Gli incontri con Costanzo erano sempre caratterizzati da progetti.
Negli ultimi anni si interessava soprattutto ai nostri, in quanto dopo il 2008, con la scrittura della sua Una nuova storia alternativa della filosofia,uscita
poi nel 2013, era consapevole di avere esposto il coronamento di
cinquanta anni di studi, un testo destinato a rimanere nel tempo.
Quando, telefonicamente, lo sentivo giù – e negli ultimi tempi talvolta
capitava –, gli dicevo sempre: “Costanzo, ricordati di quello che hai
fatto, che ciò che hai scritto ha un valore enorme, che hai realizzato
qualcosa di straordinariamente utile per tutti”. Quando sento docenti
che non valgono un unghia di Costanzo rivolgere critiche – senza,
ovviamente, mai argomentarle – a questo libro, mi limito a sorridere.
La
consapevolezza che la sua vita aveva avuto un senso ed un valore
importanti, lo ha accompagnato negli ultimi anni; con noi lo diceva:
“Sono contento della mia vita, ho fatto quello che volevo: scrivere di
filosofia, diventare un filosofo”. La sua ultima intervista, rilasciata
nella sua casa di Torino circa un mese prima della sua morte, uscirà a
gennaio 2014 nel prossimo numero di Koinè, che sarà intitolato appunto Senso e valore della filosofia; la
rivista ospiterà anche quello che, almeno a mia conoscenza, è stato il
suo ultimo scritto, ovvero una lunga recensione di 15 pagine al libro,
da me composto con Carmine Fiorillo, intitolato Il necessario fondamento umanistico del“comunismo”.
Negli
ultimi due anni, più degli incontri – a causa della distanza geografica
che ci divideva – erano frequenti le telefonate.
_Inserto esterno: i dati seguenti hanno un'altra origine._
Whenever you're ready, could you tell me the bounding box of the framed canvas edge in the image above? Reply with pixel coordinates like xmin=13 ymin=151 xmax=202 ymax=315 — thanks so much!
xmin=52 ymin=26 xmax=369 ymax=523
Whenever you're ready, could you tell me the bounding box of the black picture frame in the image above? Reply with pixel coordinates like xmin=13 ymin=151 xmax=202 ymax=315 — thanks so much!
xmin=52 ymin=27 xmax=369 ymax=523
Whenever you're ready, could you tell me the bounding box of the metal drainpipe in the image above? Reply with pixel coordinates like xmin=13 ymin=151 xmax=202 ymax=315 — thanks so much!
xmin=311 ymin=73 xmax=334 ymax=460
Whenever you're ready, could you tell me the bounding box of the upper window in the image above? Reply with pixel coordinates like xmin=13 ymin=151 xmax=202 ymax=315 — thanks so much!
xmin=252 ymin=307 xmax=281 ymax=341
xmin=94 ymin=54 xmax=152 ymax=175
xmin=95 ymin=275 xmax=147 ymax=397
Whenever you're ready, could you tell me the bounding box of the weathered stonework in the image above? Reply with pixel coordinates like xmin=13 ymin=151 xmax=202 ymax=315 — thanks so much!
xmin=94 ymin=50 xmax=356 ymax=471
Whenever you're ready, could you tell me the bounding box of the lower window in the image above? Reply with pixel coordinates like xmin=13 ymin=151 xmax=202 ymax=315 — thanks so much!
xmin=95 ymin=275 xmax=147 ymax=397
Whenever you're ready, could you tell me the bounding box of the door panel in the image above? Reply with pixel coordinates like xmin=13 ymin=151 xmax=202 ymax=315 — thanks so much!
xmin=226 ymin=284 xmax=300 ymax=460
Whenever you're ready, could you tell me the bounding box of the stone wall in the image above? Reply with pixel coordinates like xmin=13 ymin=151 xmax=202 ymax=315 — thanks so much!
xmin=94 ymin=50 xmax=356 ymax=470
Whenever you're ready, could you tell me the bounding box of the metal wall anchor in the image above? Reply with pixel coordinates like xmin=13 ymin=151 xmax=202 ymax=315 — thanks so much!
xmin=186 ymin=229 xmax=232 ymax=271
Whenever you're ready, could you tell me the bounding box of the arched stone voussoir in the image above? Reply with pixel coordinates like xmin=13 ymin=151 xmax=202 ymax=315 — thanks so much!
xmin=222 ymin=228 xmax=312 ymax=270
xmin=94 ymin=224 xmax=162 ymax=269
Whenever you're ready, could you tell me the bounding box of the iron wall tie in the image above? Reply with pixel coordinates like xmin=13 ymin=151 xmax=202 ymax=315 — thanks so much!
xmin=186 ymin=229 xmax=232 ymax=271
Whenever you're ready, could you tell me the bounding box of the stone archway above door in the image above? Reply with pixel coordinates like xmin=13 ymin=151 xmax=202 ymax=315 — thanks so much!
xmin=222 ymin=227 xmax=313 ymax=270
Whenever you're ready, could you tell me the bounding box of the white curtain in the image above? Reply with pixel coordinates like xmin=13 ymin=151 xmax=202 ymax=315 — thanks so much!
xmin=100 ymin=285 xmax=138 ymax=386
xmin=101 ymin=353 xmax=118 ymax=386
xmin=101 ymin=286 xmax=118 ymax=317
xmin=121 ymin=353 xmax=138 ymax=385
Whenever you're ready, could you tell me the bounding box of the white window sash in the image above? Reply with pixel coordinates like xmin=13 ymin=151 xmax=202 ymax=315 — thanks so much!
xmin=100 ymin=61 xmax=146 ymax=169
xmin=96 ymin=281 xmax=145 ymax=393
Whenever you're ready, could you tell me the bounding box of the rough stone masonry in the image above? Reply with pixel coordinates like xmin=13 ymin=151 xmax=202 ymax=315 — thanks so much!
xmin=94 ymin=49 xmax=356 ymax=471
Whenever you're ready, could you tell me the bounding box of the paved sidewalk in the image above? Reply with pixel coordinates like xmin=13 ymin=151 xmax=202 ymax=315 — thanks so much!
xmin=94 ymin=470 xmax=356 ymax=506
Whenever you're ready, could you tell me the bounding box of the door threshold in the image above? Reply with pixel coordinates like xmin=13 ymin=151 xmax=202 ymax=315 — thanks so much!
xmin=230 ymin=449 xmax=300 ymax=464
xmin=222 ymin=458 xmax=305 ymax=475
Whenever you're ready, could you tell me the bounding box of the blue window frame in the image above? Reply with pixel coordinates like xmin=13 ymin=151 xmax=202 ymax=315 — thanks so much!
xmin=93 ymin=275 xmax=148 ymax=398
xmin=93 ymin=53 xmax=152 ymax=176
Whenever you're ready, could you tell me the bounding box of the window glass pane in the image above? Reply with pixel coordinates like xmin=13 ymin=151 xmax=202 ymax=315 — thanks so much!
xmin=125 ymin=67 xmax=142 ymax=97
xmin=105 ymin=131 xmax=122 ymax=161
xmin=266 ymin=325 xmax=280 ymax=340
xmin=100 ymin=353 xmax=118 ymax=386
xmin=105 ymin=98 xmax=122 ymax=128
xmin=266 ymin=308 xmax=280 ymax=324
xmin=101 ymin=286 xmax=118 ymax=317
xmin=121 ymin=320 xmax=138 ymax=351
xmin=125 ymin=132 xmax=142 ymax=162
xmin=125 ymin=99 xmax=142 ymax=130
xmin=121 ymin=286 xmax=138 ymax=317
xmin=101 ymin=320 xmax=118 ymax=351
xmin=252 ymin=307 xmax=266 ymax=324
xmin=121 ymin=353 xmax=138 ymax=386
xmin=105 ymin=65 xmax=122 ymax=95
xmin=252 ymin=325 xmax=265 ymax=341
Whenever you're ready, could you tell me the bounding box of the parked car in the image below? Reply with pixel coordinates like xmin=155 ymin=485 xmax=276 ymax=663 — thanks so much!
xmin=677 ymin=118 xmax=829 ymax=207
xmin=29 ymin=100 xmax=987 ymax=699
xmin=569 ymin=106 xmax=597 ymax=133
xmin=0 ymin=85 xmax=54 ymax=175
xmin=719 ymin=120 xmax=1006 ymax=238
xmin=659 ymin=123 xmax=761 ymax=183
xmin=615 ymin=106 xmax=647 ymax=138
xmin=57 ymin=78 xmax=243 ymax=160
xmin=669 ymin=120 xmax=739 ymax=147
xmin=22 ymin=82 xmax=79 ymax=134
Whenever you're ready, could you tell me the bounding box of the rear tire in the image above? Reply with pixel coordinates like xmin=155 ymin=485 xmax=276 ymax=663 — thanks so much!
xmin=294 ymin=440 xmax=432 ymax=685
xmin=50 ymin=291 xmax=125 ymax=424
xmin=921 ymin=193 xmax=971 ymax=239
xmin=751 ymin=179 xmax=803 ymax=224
Alcuni amici mi
dicevano spesso di averlo sentito piangere al telefono, per la
depressione di cui soffriva, acuita dai vari problemi di salute. Con me
non è mai capitato. Si faceva forza, ma non perché sentiva una qualche
forma di “soggezione” nei miei confronti (tra i giovani amici ero
comunque “il più vecchio”), bensì – penso – per una forma di cura nei
miei confronti, come se non volesse farmi preoccupare, quasi per
lasciarmi scrivere più tranquillo. Per Costanzo era infatti importante
soprattutto quello che rimaneva da fare, da scrivere; non rileggeva mai i
suoi libri, bensì pensava sempre al libro successivo, di cui io ed
Alessandro Monchietto eravamo pressoché sempre,negli ultimi 6-7 anni, i
primi lettori.
Mi congedo allora con il ricordo non della
nostra ultima telefonata, ma della penultima. Ci eravamo visti due
giorni prima. Ricordo esattamente le sue parole conclusive. Mi disse:
“Luca, ricordati sempre che io ti voglio davvero bene”. Ed io, un po’
imbarazzato, per una certa difficoltà ad esprimere i sentimenti che da
sempre mi caratterizza: “Sai che vale anche per me”. E lui di nuovo:
“No, forse non hai capito. Devi ricordarti che io ti voglio davvero
bene”. Ed io ancora: “Ti ringrazio Costanzo, lo sai…”.E lui, un’ultima
volta: “No no, io voglio essere sicuro che hai capito che ti voglio
davvero bene”. Ed io, allora, l’ho rassicurato, questa volta un po’
commosso.
Caro Costanzo, voglio salutarti così, con una
delle tante cose che ho imparato da te. Mi ricordo quando mi hai detto
che i Greci, quando devono salutare un amico che non vedranno per un po’
di tempo, non stanno ad esprimere lungamente i propri sentimenti, ma
usano queste parole: “le cose note…”. Permettimi allora, come i nostri
amati Greci, di salutarti così, con queste tre parole; quelle cose note
che non potremo più dirci, ma che, come sai, conoscevamo bene.